Ein anderes Leben
Vorderseite, dem Sortedam zugewandt, wo es schön ist.
Knut Hamsun wohnte hier in den achtziger Jahren des 19. Jahrhunderts. Er lebte in der Seitenstraße St. Hans gade, als er Hunger schrieb, im fünften Stock, inzwischen Bordell; es waren nur hundert Meter dorthin von dem idyllischen Platz, an dem Herr Clausen und er saßen.
Ein freundlicher pakistanischer Kleinunternehmer mit einem Laden in der St. Hans gade verkaufte zu ungesetzlichen Zeiten Wein. Die Flaschen verwahrte er hinter einem gelben Plastikvorhang. Wenn es schwer wurde, und er haben musste, ging er dorthin. Wenn er in die Tür trat, hielt er ganz ruhig zwei Finger in die Höhe, und der pakistanische Freund bückte sich schweigend und holte zwei Flaschen Weißwein hervor, als ob nichts wäre.
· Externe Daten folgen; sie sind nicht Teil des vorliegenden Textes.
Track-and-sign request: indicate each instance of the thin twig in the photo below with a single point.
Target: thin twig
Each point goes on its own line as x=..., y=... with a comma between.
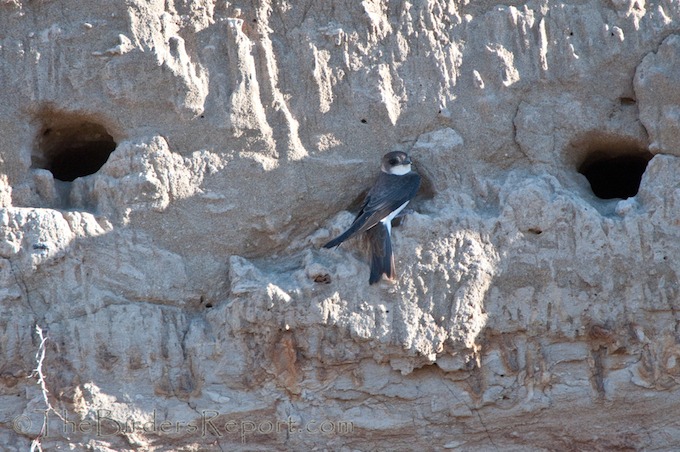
x=38, y=372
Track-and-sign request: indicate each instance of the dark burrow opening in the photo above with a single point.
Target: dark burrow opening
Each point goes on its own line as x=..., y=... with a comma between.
x=70, y=148
x=615, y=176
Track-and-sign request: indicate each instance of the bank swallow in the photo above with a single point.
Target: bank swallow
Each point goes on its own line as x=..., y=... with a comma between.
x=395, y=187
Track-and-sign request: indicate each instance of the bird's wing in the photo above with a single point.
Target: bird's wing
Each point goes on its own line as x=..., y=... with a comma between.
x=382, y=260
x=388, y=193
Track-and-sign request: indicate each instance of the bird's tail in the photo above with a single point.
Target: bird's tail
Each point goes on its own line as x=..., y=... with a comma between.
x=382, y=261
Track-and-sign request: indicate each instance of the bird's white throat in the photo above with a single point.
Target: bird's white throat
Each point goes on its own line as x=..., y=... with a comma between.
x=400, y=170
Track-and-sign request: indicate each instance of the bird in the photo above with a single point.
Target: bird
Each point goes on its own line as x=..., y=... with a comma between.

Er betrachtet Herrn Clausen immer mehr als eine Gestalt in einem zukünftigen Lebensroman, weiß aber nicht, wie er ihn kaschieren soll. Er kaschiert diese Sorge versuchsweise mit Weißwein von dem pakistanischen Freund.
Herr Clausen scheint sehr daran gelegen zu sein, ein großes Unrecht anzudeuten.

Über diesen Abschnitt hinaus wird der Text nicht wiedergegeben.